3 min de lecture Droits des femmes

Au Planning Familial, Véronique Séhier se bat pour la liberté des femmes

RENCONTRE - La coprésidente du Planning Familial revient sur l'un des événements marquants qui a déclenché son engagement pour garantir aux femmes leur droit à disposer de leurs corps librement. Une mission qu'elle entreprend depuis plus de quarante ans.

Véronique Séhier est la co-présidente du Planning Familial
Crédit Image : Planning Familial

On connaît tous et toutes le Planning Familial. Lieu d'accueil, d'écoute, de conseil où les femmes peuvent venir pour une contraception, un avortement ou une aide. Le planning est un réseau associatif présent sur le territoire français, en métropole et dans les départements d'outre-mer. S'intéresser à son histoire, c'est retracer la lutte pour les droits des femmes et notamment celle consistant à disposer librement de son corps.

Véronique Séhier, coprésidente du Planning Familial, fait partie de celles qui ont connu les grands bouleversements politiques comme le vote de loi Veil en 1975 et tous les combats qu'il a ensuite fallu entreprendre pour maintenir les droits des femmes comme acquis dans la société. Preuve que ces derniers sont toujours "fragiles" et loin d'être garantis. C'est le cas aujourd'hui aux États-Unis ou des femmes doivent parcourir des centaines de kilomètres pour se voir prescrire une contraception ou avoir recours à un avortement.

Chez nos voisins européens, les femmes doivent toujours plus se battre pour disposer de leurs corps comme elles l'entendent "comme en Pologne, en Hongrie ou encore en Roumanie", souligne Véronique Séhier avant de rappeler qu'en France, si les lois "ont beaucoup avancé", ces dernières "ne sont pas appliquées partout et de façon inégales parce qu'elles dépendent de politiques publiques et locales". 

Une manifestation pour protéger les droits des femmes, le 17 janvier 2015 à Paris
Crédit Image : LIONEL BONAVENTURE / AFP

L'engagement

"Avant la loi Veil, une de mes amies s'est trouvée enceinte et a avorté de façon illégale sur une table de cuisine dans un café populaire de Lille. C'était en 1971, j'avais 18 ans", raconte Véronique Séhier. Comme pour beaucoup de femmes à l'époque, l'avortement se déroule mal et elle doit se rendre à l'hôpital. "Elle a été reçue dans des conditions lamentables", ajoute la militante.

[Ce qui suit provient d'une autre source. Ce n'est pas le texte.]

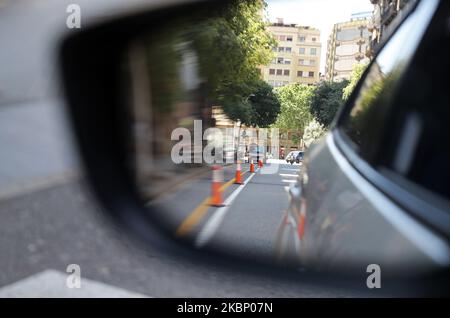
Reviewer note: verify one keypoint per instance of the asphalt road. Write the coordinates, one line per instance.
(50, 220)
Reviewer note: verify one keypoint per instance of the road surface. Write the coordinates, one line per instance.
(49, 220)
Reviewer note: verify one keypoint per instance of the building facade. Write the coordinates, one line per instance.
(297, 56)
(347, 46)
(387, 15)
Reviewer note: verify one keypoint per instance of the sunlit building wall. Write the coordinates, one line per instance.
(297, 56)
(347, 46)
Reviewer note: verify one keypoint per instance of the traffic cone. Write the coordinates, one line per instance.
(238, 178)
(217, 179)
(260, 163)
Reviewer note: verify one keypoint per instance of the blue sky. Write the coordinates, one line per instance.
(321, 14)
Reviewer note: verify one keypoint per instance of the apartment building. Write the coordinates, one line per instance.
(297, 56)
(347, 46)
(387, 15)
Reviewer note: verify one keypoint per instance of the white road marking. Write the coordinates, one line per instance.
(52, 284)
(210, 228)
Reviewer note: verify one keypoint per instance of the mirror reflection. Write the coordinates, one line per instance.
(230, 110)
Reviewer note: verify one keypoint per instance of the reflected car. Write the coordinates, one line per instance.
(292, 157)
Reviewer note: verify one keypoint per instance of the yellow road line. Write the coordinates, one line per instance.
(199, 212)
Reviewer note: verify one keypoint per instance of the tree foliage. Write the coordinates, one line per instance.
(355, 76)
(313, 131)
(294, 100)
(326, 101)
(265, 106)
(231, 46)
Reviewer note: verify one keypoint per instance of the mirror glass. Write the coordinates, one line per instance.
(228, 110)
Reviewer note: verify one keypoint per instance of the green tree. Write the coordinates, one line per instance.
(294, 113)
(265, 106)
(326, 101)
(231, 46)
(355, 76)
(313, 131)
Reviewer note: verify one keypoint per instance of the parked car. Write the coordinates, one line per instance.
(257, 152)
(299, 157)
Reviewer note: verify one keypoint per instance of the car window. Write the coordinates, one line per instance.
(400, 115)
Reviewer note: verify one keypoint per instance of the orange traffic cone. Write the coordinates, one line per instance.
(217, 179)
(252, 167)
(238, 178)
(260, 163)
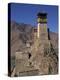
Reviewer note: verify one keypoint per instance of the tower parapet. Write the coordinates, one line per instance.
(42, 31)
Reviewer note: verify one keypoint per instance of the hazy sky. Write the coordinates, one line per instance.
(27, 13)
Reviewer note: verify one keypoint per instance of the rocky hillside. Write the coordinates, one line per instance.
(20, 33)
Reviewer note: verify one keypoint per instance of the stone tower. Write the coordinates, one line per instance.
(42, 31)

Pour elle, c'est le déclic : "Je me suis dit que c'était impossible qu'on traite les femmes de cette façon". Véronique Séhier débute alors son militantisme dans une association de quartier puis au Planning Familial, en 1978, "au moment du renouvellement de la loi Veil".

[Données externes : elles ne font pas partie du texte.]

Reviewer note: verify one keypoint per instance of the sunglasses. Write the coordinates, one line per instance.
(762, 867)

L'occasion de rappeler que cette loi est l'une des rares à ne pas avoir été votée pour une durée illimitée mais bien... pour cinq ans seulement. 

Le quotidien du Planning Familial

Au Planning Familial, il y a "des histoires douloureuses et d'autres moins". Les femmes peuvent prendre un premier contact via un numéro d'urgence (anonyme et gratuit) : le 0800 08 11 11. C'était par exemple le cas d'une jeune femme qui a appelé ce numéro pour un avortement.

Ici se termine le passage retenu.